El estupor y la bronca
La Boca de la Milonga tomó su nombre por el boliche que durante muchos años hizo bailar a quienes viven en la isla. Fabián Verón llegó al lugar hace 40 años, cuando el bar con piso de tierra ya no estaba. Allí construyó su casa, sobre pilotes y a la vera del arroyo, allí conoció a su mujer, hizo pareja y crió hijos. El sábado 22 de agosto estuvo a punto de perderlo todo. El fuego rodeó el patio de la vivienda y siguió de largo. «Nunca habíamos visto algo así, estaba todo tapado de humo. Por suerte tenemos el ranchito que no se nos quemó, con la lucha que cuesta hacer una casita para estar acá», se queja cuatro días después mientras agradece a la «cantidad de muchachos» que se acercaron para ayudarlo.
Ese sábado a la tarde Verón estaba «siesteando» cuando su mujer y su sobrina lo despertaron diciéndole que el fuego estaba en el monte de atrás de la casa, que el cambio de la dirección del viento había empujado rápidamente las llamas que esa misma noche habían visto muchos kilómetros al norte. Cuando salió de su casa, el humo no le permitía ver más de dos metros alrededor.
Rápidamente subió a las mujeres a una lancha y las alejó de la casa. Después, con una motobomba empezó a mojar la vivienda. «Había que estar para ver lo que era eso. Si me cuentan lo que viví ese sábado, no lo creo», afirma varias veces mientras relata la lucha a brazo partido con el fuego.
El arribo de decena de voluntarios «llegados de quién sabe dónde», dice, fue fundamental para rescatar su casa. Su vecino de enfrente, riacho de por medio, no tuvo la misma suerte. El fuego consumió su vivienda, con todo lo que había adentro. También unas quince colmenas que tenía por el monte quedaron arruinadas. De nada sirve volver a montarlas, dice Verón, en el terreno ya no hay flores que puedan alimentar a las abejas. Los aromitos, con sus dulces pompones amarillos, no florecerán esta primavera.

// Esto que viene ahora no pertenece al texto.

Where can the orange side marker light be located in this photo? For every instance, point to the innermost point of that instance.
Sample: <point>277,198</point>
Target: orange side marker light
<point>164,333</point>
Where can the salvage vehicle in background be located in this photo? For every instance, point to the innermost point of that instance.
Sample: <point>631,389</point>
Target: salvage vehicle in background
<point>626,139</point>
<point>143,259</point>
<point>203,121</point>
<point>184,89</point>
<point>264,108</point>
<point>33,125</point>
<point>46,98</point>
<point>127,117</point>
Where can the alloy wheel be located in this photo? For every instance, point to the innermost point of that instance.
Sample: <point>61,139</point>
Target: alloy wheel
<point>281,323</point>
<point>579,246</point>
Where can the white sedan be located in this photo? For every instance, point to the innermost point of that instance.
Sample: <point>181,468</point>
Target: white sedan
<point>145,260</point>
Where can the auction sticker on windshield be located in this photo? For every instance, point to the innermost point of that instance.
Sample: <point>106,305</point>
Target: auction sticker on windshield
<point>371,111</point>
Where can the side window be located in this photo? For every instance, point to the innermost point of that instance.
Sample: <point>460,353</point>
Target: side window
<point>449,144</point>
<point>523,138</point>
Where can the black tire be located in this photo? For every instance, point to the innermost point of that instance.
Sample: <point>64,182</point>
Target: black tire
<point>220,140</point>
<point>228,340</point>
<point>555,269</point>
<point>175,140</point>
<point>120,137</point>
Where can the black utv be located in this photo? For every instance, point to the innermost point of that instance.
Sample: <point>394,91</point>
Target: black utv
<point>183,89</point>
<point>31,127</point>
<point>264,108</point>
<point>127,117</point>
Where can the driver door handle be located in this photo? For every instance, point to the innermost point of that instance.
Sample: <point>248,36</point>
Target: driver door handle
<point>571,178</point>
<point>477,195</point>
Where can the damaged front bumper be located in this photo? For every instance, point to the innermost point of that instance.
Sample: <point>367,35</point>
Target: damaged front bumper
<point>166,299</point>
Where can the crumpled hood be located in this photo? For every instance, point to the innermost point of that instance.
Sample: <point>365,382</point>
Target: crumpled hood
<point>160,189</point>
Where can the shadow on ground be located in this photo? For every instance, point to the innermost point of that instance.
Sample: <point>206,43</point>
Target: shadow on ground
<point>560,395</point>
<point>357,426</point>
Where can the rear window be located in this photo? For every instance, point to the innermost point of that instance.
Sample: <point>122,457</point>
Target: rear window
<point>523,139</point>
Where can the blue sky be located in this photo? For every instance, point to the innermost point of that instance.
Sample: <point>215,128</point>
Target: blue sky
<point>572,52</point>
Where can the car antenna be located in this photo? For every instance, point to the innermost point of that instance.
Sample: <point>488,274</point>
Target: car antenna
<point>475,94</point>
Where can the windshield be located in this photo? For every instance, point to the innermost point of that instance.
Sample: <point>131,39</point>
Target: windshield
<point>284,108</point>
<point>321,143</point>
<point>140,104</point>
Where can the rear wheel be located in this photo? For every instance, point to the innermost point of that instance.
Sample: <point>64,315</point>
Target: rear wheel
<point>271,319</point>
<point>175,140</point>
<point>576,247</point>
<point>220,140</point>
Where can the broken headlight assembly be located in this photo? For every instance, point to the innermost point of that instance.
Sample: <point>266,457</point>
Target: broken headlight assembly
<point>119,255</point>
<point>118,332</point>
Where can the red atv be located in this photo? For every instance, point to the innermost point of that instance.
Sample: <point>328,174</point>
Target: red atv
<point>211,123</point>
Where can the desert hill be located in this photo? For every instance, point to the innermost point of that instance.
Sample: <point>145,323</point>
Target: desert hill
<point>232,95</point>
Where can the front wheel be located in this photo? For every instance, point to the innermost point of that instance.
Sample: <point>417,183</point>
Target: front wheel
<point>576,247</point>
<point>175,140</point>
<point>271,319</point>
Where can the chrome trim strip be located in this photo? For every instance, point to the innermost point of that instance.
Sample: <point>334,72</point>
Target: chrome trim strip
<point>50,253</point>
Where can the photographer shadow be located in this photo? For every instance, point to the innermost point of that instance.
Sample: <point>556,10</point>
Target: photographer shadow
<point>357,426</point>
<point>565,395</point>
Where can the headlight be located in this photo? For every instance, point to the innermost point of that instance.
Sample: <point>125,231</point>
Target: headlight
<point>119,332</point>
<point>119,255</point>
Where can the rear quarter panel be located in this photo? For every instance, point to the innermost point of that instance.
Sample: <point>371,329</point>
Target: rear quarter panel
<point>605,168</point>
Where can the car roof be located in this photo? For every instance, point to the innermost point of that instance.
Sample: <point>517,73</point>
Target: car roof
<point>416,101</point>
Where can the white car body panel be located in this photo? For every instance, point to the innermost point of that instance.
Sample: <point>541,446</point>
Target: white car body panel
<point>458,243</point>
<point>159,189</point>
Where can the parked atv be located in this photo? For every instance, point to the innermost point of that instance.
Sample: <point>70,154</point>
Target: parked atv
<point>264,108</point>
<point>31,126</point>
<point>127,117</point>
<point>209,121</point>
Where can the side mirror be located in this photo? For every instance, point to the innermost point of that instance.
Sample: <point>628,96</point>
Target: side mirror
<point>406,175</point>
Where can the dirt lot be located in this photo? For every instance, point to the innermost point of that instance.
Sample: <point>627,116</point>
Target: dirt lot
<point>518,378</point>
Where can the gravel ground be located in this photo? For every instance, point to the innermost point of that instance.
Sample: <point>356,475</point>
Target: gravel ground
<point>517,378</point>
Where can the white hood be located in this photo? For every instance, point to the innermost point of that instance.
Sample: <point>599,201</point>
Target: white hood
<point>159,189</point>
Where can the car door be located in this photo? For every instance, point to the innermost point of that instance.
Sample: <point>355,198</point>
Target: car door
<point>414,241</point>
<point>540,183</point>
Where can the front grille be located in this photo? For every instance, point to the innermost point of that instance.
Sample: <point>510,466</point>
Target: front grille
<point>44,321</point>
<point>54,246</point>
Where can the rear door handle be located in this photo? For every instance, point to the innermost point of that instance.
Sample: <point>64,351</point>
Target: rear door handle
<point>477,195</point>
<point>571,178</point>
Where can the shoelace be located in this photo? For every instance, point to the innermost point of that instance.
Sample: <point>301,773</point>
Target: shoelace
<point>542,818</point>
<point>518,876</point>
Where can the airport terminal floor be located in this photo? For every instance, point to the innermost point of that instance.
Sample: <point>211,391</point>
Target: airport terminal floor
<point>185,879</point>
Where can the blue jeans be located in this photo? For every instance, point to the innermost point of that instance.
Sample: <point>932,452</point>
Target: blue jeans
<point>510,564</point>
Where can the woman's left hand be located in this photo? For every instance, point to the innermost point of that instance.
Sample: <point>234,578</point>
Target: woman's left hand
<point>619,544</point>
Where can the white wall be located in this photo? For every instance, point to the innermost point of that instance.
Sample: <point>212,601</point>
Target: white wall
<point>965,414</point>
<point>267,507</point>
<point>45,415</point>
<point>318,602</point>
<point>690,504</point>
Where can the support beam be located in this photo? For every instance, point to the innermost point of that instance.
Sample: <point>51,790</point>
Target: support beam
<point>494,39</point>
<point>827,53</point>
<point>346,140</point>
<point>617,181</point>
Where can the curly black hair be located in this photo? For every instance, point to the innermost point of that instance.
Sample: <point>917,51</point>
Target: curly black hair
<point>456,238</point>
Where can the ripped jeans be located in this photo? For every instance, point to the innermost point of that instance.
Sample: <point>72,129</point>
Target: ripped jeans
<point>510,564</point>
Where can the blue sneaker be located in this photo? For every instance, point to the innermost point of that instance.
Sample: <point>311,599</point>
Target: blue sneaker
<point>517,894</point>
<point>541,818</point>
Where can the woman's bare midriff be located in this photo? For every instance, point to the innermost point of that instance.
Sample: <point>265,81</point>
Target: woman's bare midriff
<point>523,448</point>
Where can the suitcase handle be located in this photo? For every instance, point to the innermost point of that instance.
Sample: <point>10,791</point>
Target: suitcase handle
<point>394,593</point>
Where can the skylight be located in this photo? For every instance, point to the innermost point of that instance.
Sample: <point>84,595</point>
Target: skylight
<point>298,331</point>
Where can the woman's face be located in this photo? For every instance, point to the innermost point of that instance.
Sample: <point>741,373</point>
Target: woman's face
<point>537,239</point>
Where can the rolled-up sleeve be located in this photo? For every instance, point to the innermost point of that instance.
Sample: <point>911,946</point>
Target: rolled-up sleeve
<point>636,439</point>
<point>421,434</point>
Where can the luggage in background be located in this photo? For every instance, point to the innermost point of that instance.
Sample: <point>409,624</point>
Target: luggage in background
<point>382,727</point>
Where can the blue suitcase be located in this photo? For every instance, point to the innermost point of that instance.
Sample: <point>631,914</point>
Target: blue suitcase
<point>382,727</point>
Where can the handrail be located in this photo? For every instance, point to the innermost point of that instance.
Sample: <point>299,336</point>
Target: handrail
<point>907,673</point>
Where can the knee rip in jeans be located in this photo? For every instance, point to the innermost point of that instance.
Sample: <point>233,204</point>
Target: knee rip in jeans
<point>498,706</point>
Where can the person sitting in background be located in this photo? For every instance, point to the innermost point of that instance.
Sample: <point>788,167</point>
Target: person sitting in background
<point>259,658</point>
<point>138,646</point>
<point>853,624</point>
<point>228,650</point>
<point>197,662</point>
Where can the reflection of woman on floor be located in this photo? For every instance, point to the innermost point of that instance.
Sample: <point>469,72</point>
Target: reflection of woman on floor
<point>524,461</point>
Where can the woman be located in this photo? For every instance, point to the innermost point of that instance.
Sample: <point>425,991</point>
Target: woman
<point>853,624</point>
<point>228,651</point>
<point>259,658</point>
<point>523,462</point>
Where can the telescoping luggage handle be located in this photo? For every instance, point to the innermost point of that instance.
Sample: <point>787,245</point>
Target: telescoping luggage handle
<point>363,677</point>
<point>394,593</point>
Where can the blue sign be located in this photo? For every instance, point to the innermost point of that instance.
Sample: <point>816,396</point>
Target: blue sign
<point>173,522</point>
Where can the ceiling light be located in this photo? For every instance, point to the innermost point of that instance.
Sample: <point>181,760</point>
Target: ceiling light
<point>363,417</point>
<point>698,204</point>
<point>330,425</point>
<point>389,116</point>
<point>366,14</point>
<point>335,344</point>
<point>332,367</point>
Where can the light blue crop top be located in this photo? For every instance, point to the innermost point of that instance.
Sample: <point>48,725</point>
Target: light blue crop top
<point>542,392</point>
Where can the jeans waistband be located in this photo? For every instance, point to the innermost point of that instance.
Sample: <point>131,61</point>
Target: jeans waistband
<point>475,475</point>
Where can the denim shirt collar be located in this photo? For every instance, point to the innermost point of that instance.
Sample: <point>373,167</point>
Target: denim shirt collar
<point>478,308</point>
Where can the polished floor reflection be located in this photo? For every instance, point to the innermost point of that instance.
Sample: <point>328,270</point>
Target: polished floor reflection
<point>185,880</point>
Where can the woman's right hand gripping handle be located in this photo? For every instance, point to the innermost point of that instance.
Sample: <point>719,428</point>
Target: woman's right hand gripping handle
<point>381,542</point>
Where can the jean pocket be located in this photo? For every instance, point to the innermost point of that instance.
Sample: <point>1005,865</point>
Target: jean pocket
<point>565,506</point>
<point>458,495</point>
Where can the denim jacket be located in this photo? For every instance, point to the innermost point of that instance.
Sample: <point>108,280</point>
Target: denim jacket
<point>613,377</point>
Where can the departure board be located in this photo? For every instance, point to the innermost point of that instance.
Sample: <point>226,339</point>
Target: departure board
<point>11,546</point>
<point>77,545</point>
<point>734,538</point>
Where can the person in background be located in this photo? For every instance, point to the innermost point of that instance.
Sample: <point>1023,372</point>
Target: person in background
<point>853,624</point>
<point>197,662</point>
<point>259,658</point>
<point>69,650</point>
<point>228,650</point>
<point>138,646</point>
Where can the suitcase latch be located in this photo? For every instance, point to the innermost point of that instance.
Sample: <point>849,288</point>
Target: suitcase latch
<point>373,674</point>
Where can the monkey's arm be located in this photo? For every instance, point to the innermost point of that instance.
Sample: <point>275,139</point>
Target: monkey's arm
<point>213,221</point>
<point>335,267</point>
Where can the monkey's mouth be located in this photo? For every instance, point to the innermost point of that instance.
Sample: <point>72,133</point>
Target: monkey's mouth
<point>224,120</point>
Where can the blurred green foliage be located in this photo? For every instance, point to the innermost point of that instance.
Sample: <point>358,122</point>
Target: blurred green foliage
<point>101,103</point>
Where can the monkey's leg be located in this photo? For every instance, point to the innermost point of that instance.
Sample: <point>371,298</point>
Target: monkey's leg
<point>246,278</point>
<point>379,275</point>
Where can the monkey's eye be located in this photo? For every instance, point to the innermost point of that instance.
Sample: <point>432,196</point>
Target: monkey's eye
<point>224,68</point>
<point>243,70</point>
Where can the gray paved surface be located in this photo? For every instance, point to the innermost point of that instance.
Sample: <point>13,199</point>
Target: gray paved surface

El fuego también acabó con los matorrales de paja, de los cuales los isleños obtienen materia prima para armar los quinchos y sombrillas que cada verano les garantizan mejores ingresos. «No nos dejó nada, apenas leña para el invierno», señalan.
Lagunas de tierra seca
La mayoría de las viviendas de la isla están construidas sobre pilotes. Los isleños conviven desde hace tiempo con las crecidas del Paraná. Ahora también se están acostumbrando a lidiar con las sequías y con el fuego. La bajante de este 2020 es una de las más pronunciadas de los últimos 50 años, el nivel del río es tan bajo que los riachos y lagunas naturales de las islas, que habitualmente actúan de cortafuegos, se secaron. El calor anticipado y la falta de lluvias hicieron en resto: los incendios de este año también alcanzaron cifras históricas. Las versiones sobre cuál fue la primera chispa son muchas, en lo que todas coinciden es en la necesidad de acordar políticas para proteger esos territorios, ordenar las actividades productivas y controlar la actividad de los turistas.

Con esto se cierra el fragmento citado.